The central sign of male periodicity for Fliess (and for Freud) is male menstruation. And its representation, according to Freud in his 20 July 1897 letter, is an ‘occasional bloody nasal secretion’. (This central reference is missing in Masson’s index.) Masson uses this concept as a way of distancing Freud from Fliess’s quackery. Masson comments on Fliess’s observations on male menstruation that it is ‘highly unlikely that these communications to Freud played any role in Freud’s research at the time.’ Had Masson looked into the history of the concept of male menstruation, he would have found a lively 19th-century medical literature on this topic, as well as a fascination with this question in relation to the problem of hermaphroditism. Had he dug further, he would have uncovered an ancient discussion of male menstruation.

The idea of male menstruation is part of the Christian tradition of seeing the Jew as inherently, biologically different. Thomas de Cantimpré, the 13th-century anatomist, calling on St Augustine as his authority, presented the first ‘scientific’ statement of this phenomenon. Male Jews, he said, menstruated as a mark of pathological difference. The image of the Jewish male as female was introduced both to link the Jew with the corrupt nature of women and to stress the intransigence of the Jews. Thomas de Cantimpré describes how the Jews tried to cure themselves. They are told by one of their prophets that they would be rid of this curse Christiano sanguine – through the blood of a Christian – when in fact it was a matter of Christi sanguine – the blood of Christ in the sacrament – which was required (hence the libel of the blood guilt, the charge that Jews sacrifice Christian children in order to obtain their blood). The persistence of menstruation among Jewish males is thus not only a sign of the initial curse of the Father but of their inherent inability to hear the truth of the Son – the truth which would cure them.
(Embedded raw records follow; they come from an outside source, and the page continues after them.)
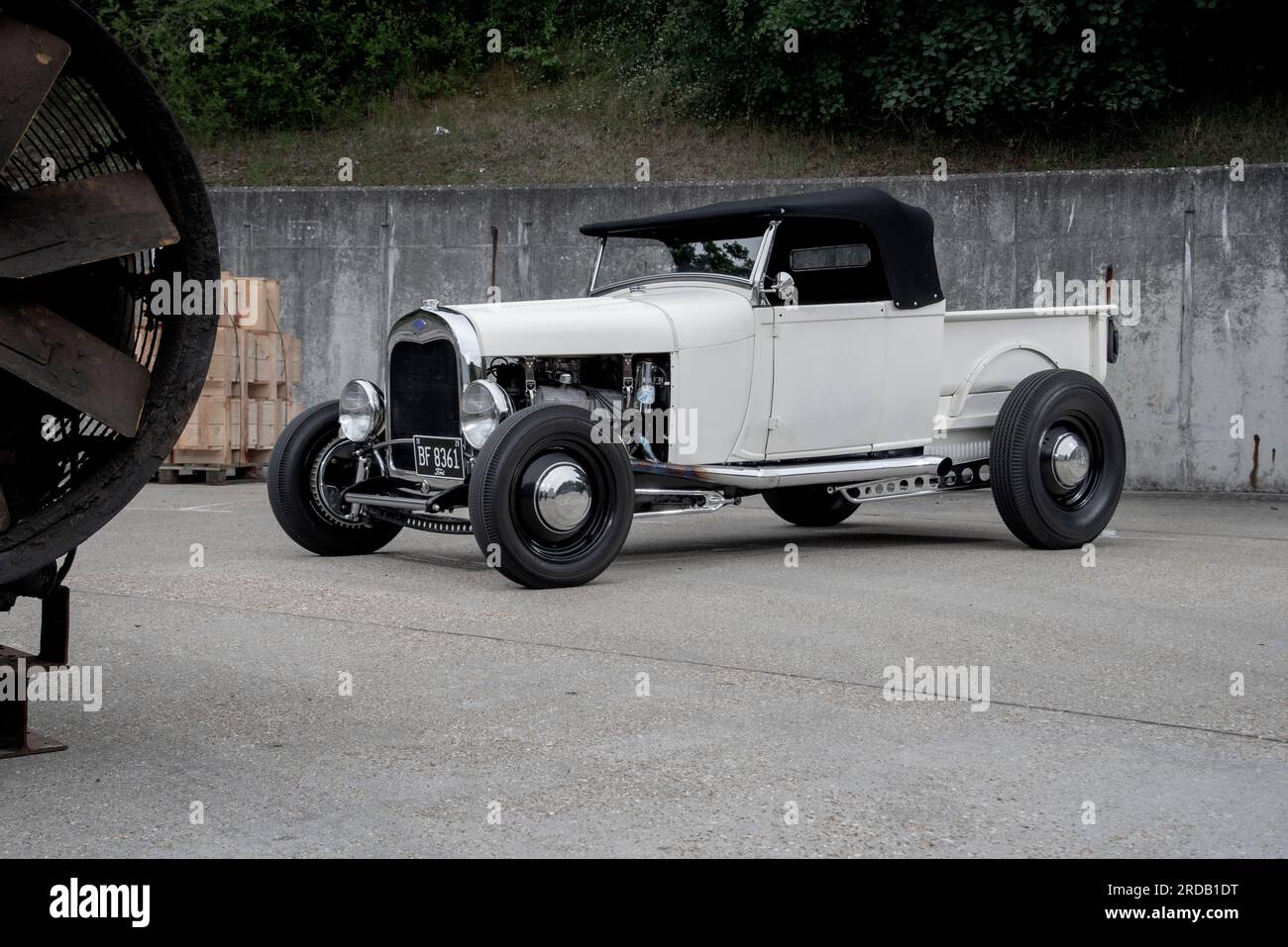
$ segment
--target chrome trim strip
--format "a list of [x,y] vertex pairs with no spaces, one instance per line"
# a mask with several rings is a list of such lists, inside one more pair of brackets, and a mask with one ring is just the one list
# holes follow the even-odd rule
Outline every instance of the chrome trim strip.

The belief in Jewish male menstruation continues down to the 17th century. Heinrich Kormann repeats it in Germany in 1614, as does Thomas Calvert in England in 1649. Franco da Piacenza, a Jewish convert to Christianity, includes menstruation in his catalogue of Jewish maladies, published in 1630 and translated into German by 1634. He claimed that the males (as well as the females) of the tribe of Simeon menstruated four days a year. These charges continue throughout both the Enlightenment and the 19th century in only slightly altered form. Jews show their inherent difference through their damaged sexuality and the sign of that is the fact that their males menstruate. What Freud and Fliess attempted to do was to make this a sign not of difference but of universality. Just as Franco da Piacenza tried to remove himself from the curse of Eve by claiming that only ancient Jews (and those of one of the Lost Ten Tribes at that) menstruated, so Freud and Fliess, who are desperately trying to escape their classification as racial inferiors, take up the idea of a universal law of male periodicity linking all human beings, male and female. Thus Fliess was not simply a quack, and what is considered to be his ‘quackery’ was accepted by Freud because it provided an alternative to the pathological image of the Jew in conventional medicine. One would have hoped that Masson’s edition of the correspondence would have taken account of the social history of 19th-century medicine in order to help the reader of these complex documents to relate them to their cultural context. A great deal of research has been done in this area by such scholars as Fritz Stern, Carl Schorske, William McGrath and George Mosse and it is a pity that Masson makes no reference to it. It is useful to have a new, augmented text of the letters, but it would have been even more useful had it contained some intellectual meat beyond Masson’s drumming for his own views. The Freud papers should be published in a neutral context and not by acolytes, who can quickly become heretics. As things stand, however, the fascinating archival material whose existence is hinted at by Masson in the context of his study of Freud probably won’t see the light of day for many decades because of his and some of his colleagues’ irresponsible actions.